The velocity of Jered Weaver's fastball is down, to 84-85 mph, and his earned run average is up, all the way to 5.83 after he allowed six runs and six hits, including two homers, in seven innings of a 6-2 loss to the Oakland Athletics on Tuesday night.
But manager Mike Scioscia remains confident that the veteran right-hander, who is 0-3 and has opened the season with five winless starts for the first time in his career, will return to his usually reliable and effective self.
"I think if he was throwing the ball as well as he could and hitting spots and had everything going and was getting hit, we'd be a little more concerned," Scioscia said. "But you can still see the up side with Jered. This guy just knows his way through a game. He knows what he's doing.
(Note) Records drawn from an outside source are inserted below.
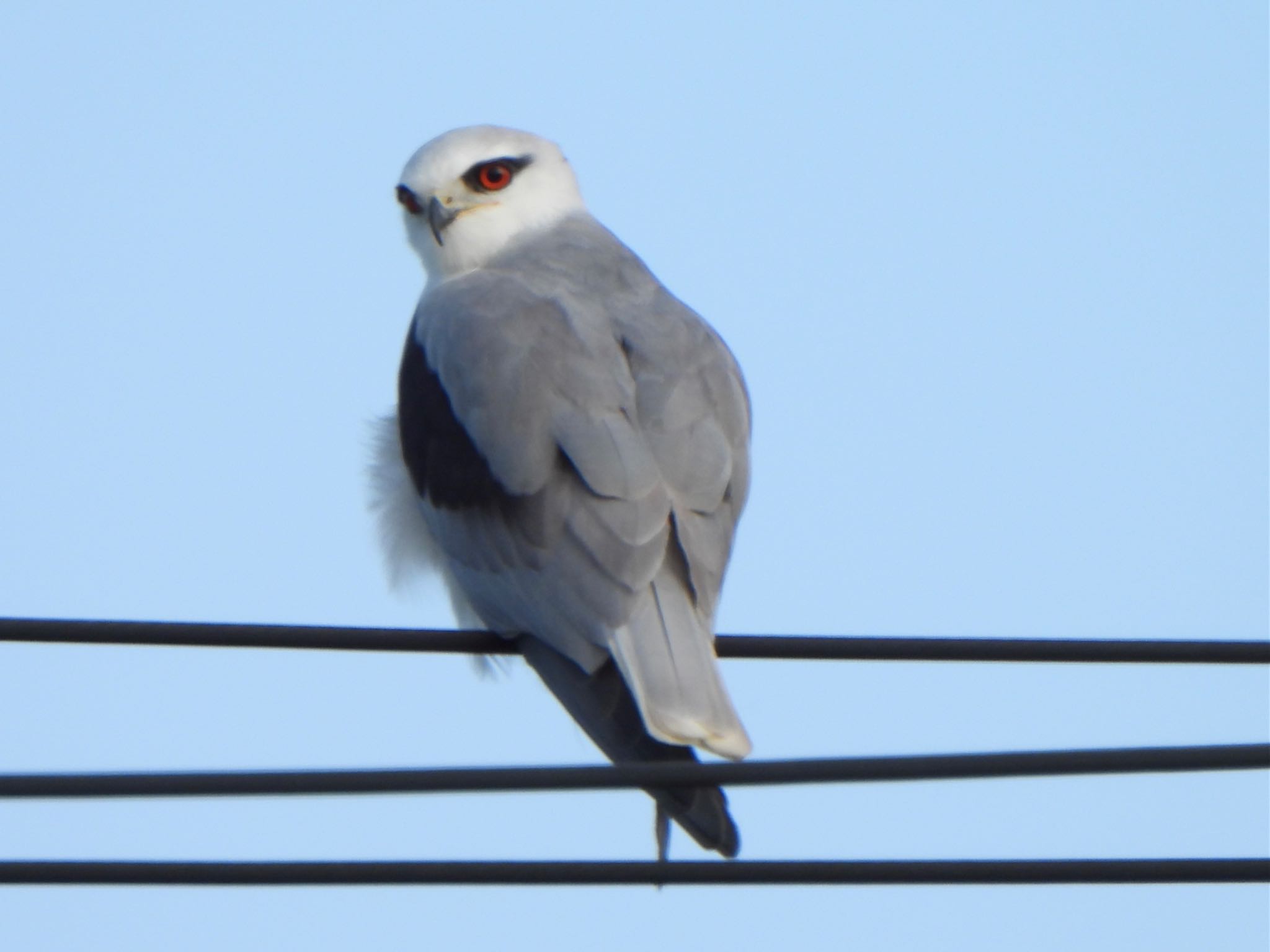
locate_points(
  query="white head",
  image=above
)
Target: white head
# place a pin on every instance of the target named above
(469, 192)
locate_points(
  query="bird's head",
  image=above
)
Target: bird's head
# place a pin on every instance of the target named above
(469, 192)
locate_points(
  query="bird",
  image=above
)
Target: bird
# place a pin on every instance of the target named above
(571, 452)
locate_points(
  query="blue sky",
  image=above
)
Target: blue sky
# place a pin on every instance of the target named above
(997, 278)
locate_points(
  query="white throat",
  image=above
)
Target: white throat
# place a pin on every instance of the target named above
(541, 195)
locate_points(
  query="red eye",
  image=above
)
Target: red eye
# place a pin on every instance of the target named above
(493, 177)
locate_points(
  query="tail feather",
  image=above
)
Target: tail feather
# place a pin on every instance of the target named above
(605, 708)
(667, 656)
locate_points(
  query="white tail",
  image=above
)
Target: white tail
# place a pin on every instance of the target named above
(666, 654)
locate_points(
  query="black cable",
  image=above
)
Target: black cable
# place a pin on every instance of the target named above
(468, 780)
(596, 874)
(765, 646)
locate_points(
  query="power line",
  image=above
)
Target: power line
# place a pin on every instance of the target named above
(611, 874)
(753, 646)
(469, 780)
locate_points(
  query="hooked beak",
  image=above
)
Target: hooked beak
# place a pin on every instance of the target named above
(438, 219)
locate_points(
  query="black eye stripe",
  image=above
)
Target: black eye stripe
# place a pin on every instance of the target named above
(515, 164)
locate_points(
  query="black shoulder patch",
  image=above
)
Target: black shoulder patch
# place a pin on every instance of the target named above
(443, 462)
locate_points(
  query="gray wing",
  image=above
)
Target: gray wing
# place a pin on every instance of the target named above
(614, 428)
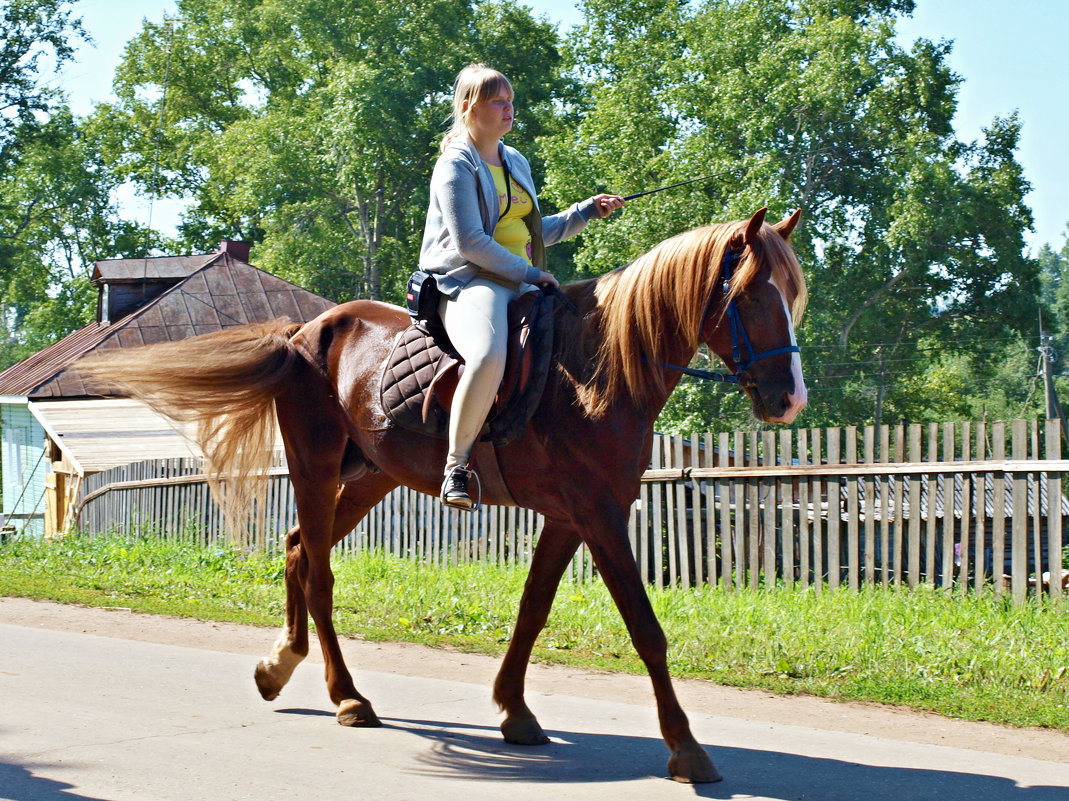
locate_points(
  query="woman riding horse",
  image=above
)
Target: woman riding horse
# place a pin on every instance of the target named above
(485, 240)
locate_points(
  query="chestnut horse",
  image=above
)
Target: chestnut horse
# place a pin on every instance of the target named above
(578, 464)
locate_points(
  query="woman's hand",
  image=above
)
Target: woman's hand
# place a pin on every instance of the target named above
(605, 204)
(546, 279)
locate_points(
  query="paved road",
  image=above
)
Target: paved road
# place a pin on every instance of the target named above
(90, 717)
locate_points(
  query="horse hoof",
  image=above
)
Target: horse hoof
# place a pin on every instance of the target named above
(523, 732)
(267, 686)
(693, 767)
(354, 712)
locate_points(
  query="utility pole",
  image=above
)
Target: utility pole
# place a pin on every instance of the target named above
(1047, 357)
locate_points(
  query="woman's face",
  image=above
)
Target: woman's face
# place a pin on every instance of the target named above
(492, 118)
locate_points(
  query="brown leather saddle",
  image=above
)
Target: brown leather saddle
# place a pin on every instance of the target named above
(422, 371)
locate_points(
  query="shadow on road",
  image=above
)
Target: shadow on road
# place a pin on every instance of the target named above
(479, 753)
(17, 783)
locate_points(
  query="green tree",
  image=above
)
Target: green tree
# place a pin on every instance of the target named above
(56, 209)
(310, 126)
(912, 240)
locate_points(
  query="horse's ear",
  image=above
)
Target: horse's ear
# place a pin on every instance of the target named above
(785, 228)
(754, 227)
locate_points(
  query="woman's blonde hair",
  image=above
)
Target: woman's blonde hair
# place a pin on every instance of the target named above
(475, 83)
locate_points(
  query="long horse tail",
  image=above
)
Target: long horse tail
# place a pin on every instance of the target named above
(223, 385)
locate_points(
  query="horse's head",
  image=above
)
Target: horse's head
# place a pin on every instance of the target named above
(749, 320)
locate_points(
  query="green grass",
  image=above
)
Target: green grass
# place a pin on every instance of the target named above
(978, 658)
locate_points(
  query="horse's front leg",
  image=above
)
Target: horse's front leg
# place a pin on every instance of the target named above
(556, 545)
(607, 539)
(353, 503)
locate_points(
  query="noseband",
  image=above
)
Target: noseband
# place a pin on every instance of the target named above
(740, 339)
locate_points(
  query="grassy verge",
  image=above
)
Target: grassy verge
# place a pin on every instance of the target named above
(977, 658)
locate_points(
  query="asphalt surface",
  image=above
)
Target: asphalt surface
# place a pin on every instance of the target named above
(91, 717)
He will figure this out."
Weaver gave up five of his six runs in the first inning, when, with the bases loaded, he hung a first-pitch breaking ball to Josh Reddick, who lined a two-run single to right field, and grooved a first-pitch fastball to Brett Lawrie, who crushed a three-run homer to left.
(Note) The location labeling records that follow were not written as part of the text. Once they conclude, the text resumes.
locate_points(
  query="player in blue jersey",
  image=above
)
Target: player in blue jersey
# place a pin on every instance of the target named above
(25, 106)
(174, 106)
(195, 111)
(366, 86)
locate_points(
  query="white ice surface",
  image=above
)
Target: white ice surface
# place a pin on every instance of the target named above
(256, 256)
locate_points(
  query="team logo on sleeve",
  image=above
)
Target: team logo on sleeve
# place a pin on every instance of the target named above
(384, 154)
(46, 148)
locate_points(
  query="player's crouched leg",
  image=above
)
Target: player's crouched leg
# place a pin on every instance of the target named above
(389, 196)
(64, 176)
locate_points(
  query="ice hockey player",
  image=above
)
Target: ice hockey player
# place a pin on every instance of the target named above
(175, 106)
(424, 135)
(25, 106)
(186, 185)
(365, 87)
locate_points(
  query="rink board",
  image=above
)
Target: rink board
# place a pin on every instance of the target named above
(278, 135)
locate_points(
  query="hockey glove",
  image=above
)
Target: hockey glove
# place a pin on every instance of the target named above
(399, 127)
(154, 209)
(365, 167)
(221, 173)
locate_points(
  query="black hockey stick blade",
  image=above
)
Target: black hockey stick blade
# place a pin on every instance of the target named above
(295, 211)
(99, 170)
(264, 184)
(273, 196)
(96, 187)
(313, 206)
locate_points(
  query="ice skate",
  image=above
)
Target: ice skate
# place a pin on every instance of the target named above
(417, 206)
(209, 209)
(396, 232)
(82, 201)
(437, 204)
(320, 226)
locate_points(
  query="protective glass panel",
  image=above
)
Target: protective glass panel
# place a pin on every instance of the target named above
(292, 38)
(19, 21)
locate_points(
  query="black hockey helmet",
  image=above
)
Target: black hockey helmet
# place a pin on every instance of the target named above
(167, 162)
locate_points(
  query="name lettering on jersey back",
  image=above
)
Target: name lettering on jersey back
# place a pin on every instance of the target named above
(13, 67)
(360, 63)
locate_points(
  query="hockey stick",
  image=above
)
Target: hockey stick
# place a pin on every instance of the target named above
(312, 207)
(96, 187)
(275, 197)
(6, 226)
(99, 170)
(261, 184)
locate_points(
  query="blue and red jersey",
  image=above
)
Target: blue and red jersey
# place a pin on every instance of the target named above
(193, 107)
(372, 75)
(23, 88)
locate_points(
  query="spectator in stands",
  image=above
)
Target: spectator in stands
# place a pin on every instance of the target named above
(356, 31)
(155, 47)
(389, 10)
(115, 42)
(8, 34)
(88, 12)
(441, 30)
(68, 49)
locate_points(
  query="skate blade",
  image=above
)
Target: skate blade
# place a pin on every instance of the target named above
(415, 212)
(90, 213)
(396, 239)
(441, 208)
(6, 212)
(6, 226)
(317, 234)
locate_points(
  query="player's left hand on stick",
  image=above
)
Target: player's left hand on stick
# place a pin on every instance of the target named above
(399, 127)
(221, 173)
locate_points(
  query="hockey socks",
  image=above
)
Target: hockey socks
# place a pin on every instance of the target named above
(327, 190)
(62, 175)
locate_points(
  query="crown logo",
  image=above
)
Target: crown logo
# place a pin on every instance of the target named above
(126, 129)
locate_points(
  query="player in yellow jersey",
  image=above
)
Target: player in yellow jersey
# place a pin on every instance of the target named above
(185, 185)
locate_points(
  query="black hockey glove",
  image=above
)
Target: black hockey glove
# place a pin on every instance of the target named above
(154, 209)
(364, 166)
Then Weaver retired 12 straight and 15 of 16 batters before Reddick hit a solo homer to right with two out in the sixth for a 6-2 Oakland lead.
"I didn't do anything different [after the first inning], to tell you the truth," Weaver said. "There was just one blow-up inning. They got a five-spot. And that was the game."
Scioscia said he was encouraged by Weaver's final six innings, in which he allowed just two hits.
"One thing about Jered, he's not going to quit out there," Scioscia said. "He kept pitching. He's shown that when his command is there and he's hitting spots, he's effective. A couple pitches got away from him in the first, and they were hit. ... After the first, he mixed and matched the way he can, but the damage was done."